3-7
「おはよ」
「ん、おう。おはよう」
朝の廊下ですれ違った青八木と、そうして挨拶を交わす。
彼女が一人の時は、こうして小さい会話をすることの機会が増えた。
俺があの宣言をしてから、野中は俺と青八木をなるべく近づけようと動いてくれた。
クリスマスの誘いが成功しやすくなるように……だと思う。
そうやって、裏でこそこそ計算高くやるのには違和感があった。だが野中いわく、「恋愛とはそういうもん」らしいので受け入れたのだった。

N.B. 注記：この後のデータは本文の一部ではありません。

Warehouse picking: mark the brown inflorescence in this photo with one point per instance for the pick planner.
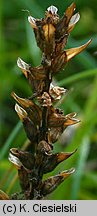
(43, 123)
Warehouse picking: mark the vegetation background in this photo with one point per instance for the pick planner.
(79, 77)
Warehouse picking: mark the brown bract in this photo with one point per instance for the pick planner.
(43, 123)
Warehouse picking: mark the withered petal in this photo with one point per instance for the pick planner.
(53, 182)
(64, 155)
(14, 160)
(25, 103)
(52, 160)
(73, 21)
(49, 31)
(32, 21)
(52, 9)
(69, 12)
(23, 66)
(70, 53)
(21, 112)
(3, 195)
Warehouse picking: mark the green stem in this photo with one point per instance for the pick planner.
(79, 76)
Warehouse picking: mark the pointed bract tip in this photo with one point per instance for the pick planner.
(67, 173)
(74, 19)
(32, 21)
(15, 161)
(21, 112)
(52, 9)
(70, 53)
(23, 66)
(3, 195)
(64, 155)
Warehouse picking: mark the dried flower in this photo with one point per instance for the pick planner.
(43, 123)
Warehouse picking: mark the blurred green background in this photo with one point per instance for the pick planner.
(79, 77)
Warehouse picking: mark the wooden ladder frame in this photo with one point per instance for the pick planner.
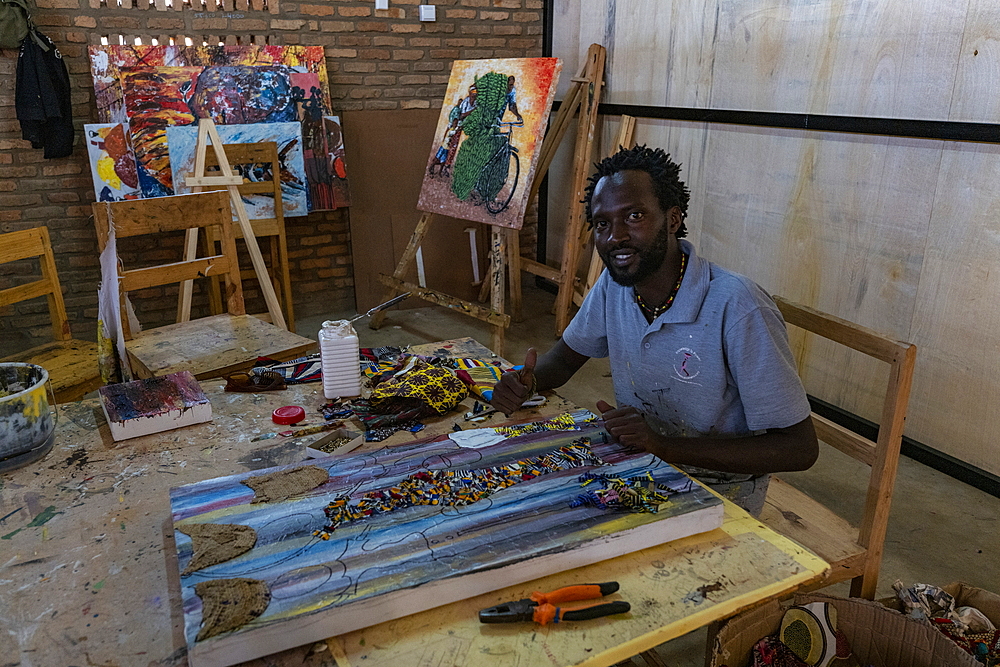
(226, 180)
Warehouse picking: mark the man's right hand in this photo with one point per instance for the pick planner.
(514, 387)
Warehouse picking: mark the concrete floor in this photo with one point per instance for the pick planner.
(940, 530)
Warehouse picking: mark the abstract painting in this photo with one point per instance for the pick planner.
(231, 85)
(155, 99)
(182, 142)
(153, 405)
(349, 541)
(488, 139)
(112, 162)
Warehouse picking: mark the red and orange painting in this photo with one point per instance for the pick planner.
(232, 85)
(488, 139)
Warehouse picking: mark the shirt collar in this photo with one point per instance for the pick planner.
(691, 295)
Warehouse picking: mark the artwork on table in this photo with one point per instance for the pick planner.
(488, 139)
(153, 405)
(231, 85)
(349, 541)
(112, 162)
(182, 141)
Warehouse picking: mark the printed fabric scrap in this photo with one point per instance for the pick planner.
(297, 371)
(421, 385)
(966, 626)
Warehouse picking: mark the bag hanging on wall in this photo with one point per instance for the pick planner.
(15, 21)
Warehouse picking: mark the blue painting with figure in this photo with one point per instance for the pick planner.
(182, 141)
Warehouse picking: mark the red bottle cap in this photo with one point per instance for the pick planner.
(288, 414)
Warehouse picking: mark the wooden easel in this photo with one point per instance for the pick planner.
(625, 139)
(228, 180)
(505, 259)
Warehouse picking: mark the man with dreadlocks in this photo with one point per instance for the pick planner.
(703, 375)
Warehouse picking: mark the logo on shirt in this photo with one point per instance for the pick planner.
(687, 365)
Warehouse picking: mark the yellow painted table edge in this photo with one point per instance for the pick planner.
(736, 521)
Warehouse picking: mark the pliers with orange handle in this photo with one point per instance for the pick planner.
(541, 607)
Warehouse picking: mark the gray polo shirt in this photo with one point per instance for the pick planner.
(716, 363)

太知も日々の中で、さりげなく助言をしてくれていたと思う。
____そうやって、二か月が過ぎた。
青八木と前より一言二言、話すことが増えたのは事実だったし、いい方向に動いていると言えるかもしれない。
クリスマスが近づくにつれて、学年の雰囲気もそっちへ向かっていっている。そんな風に感じられた。
「今体育終わり?竹内先生の機嫌はどうだった?」
「悪くない」
「はは、そっか。じゃあね」
笑って、更衣室に入って行く青八木。
「やっぱり、前より話す様になってる」
隣の太知が言う。
「うんまぁ、そうだな」
「これはいい調子なんじゃないの?」
「……そうなのかねぇ……」
俺はいまだ分かっていなかった。
これで本当に青八木との距離が近づけているのか、否か。
だってなんだか、感覚として実感が湧いてこないんだ。去年の夏休みに、彼女と居て感じたものとは、なにか違っている気がしていた。
それでも時間は過ぎて……気づけばクリスマスまではもう一週間ほどとなっていた。